Sonho virou pesadelo e impasse jurídico na Rússia

Acabou sendo um sonho que não passou de um sonho mesmo, porque prometeram muitas coisas... Na época eles até queriam me naturalizar russo para poder jogar a próxima Copa do Mundo, mas por sorte eu não tomei essa decisão. Ao meu ver, hoje seria uma decisão equivocada. Eu fui de férias para o Brasil em dezembro de 2016 e, quando retornei, acabou mudando tudo radicalmente: o dono do clube, que me contratou, acabou vendendo a equipe para um novo investidor, e quando eu retornei do Brasil para a pré-temporada, em janeiro de 2017, eu detectei que havia mudado tudo. Foram mandados embora roupeiros, funcionários, ou seja, não parecia a equipe de um mês atrás, e foi aí que eu chamei o tradutor para me ajudar a conversar com o novo dono, e foi aí que eu soube que os estrangeiros que estavam na equipe não faziam mais parte dos planos do novo investidor. Ele falou que não contava com nenhum estrangeiro e que tinha outros projetos para a equipe. Ele pediu para a gente procurar uma nova equipe, que o Anji iria liberar livremente, sem maiores problemas, só que nesse ‘livremente’ eles queriam somente pagar os dois meses de salários atrasados e deixar os dois anos que eu tinha de contrato para trás. Eu tinha as luvas e não recebi. Eu não concordei e falei: ‘não, dessa forma eu não aceito, eu estou disposto a fazer um acordo, caso a gente chegue a um acordo eu assino a rescisão sem problemas’.

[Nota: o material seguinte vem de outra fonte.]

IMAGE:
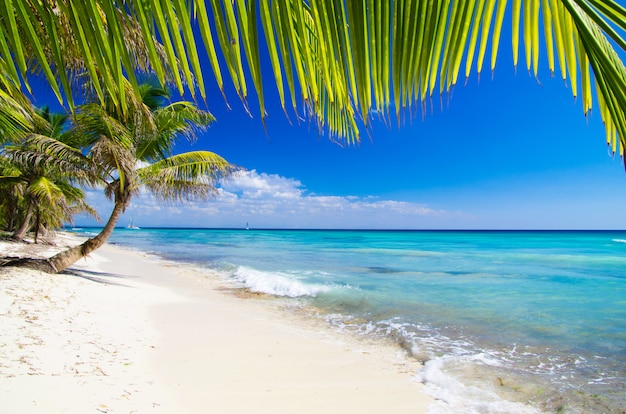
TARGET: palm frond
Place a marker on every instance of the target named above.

Xandão em ação pelo Anzhi, da Rússia - Divulgação - Divulgação
Imagem: Divulgação
Porém eles ficaram irredutíveis em relação a isso, disseram que queriam pagar o que estava para trás, e os dois anos e meio para frente era para eu abrir mão. Eu não aceitei e foi aí que começou a pressão: eles me colocaram para treinar separado, com os juvenis. Eu estava irredutível na minha decisão, ficaria até o final desta temporada recebendo o meu salário normalmente, mas a questão é que eles não pagaram os dois meses de salários atrasados, deixaram acumular mais dois meses. Foi então que eu acionei o meu advogado no Brasil, ele começou a notificar o clube e, depois de um mês, meu advogado falou: ‘Xandão, você pode voltar para o Brasil agora, a briga é judicial, é na Fifa, e você não tem mais a obrigação de estar aí’. Enquanto eu fiquei lá eu cumpri tudo, treinei separado, fiz as minhas obrigações, tudo certinho, e agora a briga está na Justiça, e deve ser bem longa porque os russos não devem ser fáceis de negociar. Mas mesmo assim a Fifa me dá direito de eu encontrar um novo clube para poder atuar normalmente.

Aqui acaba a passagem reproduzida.